Apollo: Where and When

Project: Apollo

Abstract

GIS-Applications are applications that gathers, manages and analyzes spatial-related data.

They are rooted from Geography and is now used in almost all aspects of discipline where Geographic and/or Spatial data manipulation is required. This includes applications related to engineering, planning, management, transport/logistics, insurance, telecommunications, and business [1]. Guttman [2] started the topic of generalizing B-tree (a self-balancing tree data structure that maintains sorted data and allows searches, sequential access, insertions, and deletions in logarithmic time. [3]) to index multi-dimensional data (coordinates, polygons, rectangles, among others). Such a step enables the rise of Geo-spatial databases for gathering, analyzing and querying such data (i.e. Esri, GIS-planning and Database extensions like GeoMesa (for Hadoop), PostGIS (PostgreSQL), Oracle, CouchDB, among others) for a more customized (in case of geo-databases) and specialized use-cases (in the case of EPSG and Industrial and National Defense uses).

While these systems handles spatial dimensions with grace, adding temporal (time) dimension is proven to be difficult and expensive (in terms of storage and operations), albeit required [LANG92] (as is required by sciences such as showing specific species' given a location and time, historical tracking of tectonic activity, etc [4]) and suitable indexing structures have been made to hopefully solve such demands and published [5].

In the next chapters, I will introduce a space-filling curve called Hilbert-curve, how and why it is used in the Hilbert R-tree, and how we can hope to extend a variant called Temporal Hilbert R-Tree to include temporal dimension which is, at the very least, asymptotically optimal, in the sense that the time and space bounds are asymptotically the same as those of the single version Hilbert R-tree in the worst case.

The Article will never be finished however, as my research hasn't stopped.
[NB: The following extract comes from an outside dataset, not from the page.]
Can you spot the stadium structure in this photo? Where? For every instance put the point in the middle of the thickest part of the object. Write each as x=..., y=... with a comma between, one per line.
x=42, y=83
Apollo, whose application for the following survey is applied onto, will serve as the main engine for a database that could be used for any spatio-temporal use-cases (Uber/Lyft, where-is-it/where-are-they kind of apps, etc.)

1. Introduction

An R-tree is a height-balanced tree similar to B-tree, with index records in its leaf nodes containing pointers to data objects correspond to disk pages if the index is disk-resident, and the structure is designed so that a spatial search requires visiting only a small number of nodes. The index is completely dynamic; inserts and deletes can be inter-mixed with searches and no periodic reorganization is required. [6]

While B-trees is optimized for blocking/organizing the data given their relationships, The 1980s were a period of wide acceptance of relational systems in the market, but at the same time it became apparent that the relational model was not adequate to host new emerging applications. Multimedia, CAD/CAM, geographical, medical and scientific applications are just some examples, in which the relational model had been proven to behave poorly. More specifically, B-trees were designed to handle alphanumeric (i.e., one-dimensional) data, like integers, characters, and strings, where an ordering relation can be defined (and the fact that storage like HDDs is one-dimensional).

The key idea of the data structure is to group nearby objects and represent them with their minimum bounding rectangle in the next higher level of the tree; the "R" in R-tree is for rectangle. Since all objects lie within this bounding rectangle, a query that does not intersect the bounding rectangle also cannot intersect any of the contained objects. At the leaf level, each rectangle describes a single object; at higher levels the aggregation of an increasing number of objects. This can also be seen as an increasingly coarse approximation of the data set.

A visualization of an R-tree for 138k populated places on Earth

2. Hilbert Curve

A Hilbert curve (also known as a Hilbert space-filling curve) is a continuous fractal space-filling curve first described by the German mathematician David Hilbert in 1891, as a variant of the space-filling Peano curves discovered by Giuseppe Peano in 1890.[7]

A space-filling curve can be used for indexing n-dimensional coordinates to a one-dimension index called hilbert value.

A space filling curve visits all the points in a k-dimensional grid exactly once and never crosses itself. It makes it suitable to be used for indexing n-dimensional coordinates and sorted and stored in a single R-tree node.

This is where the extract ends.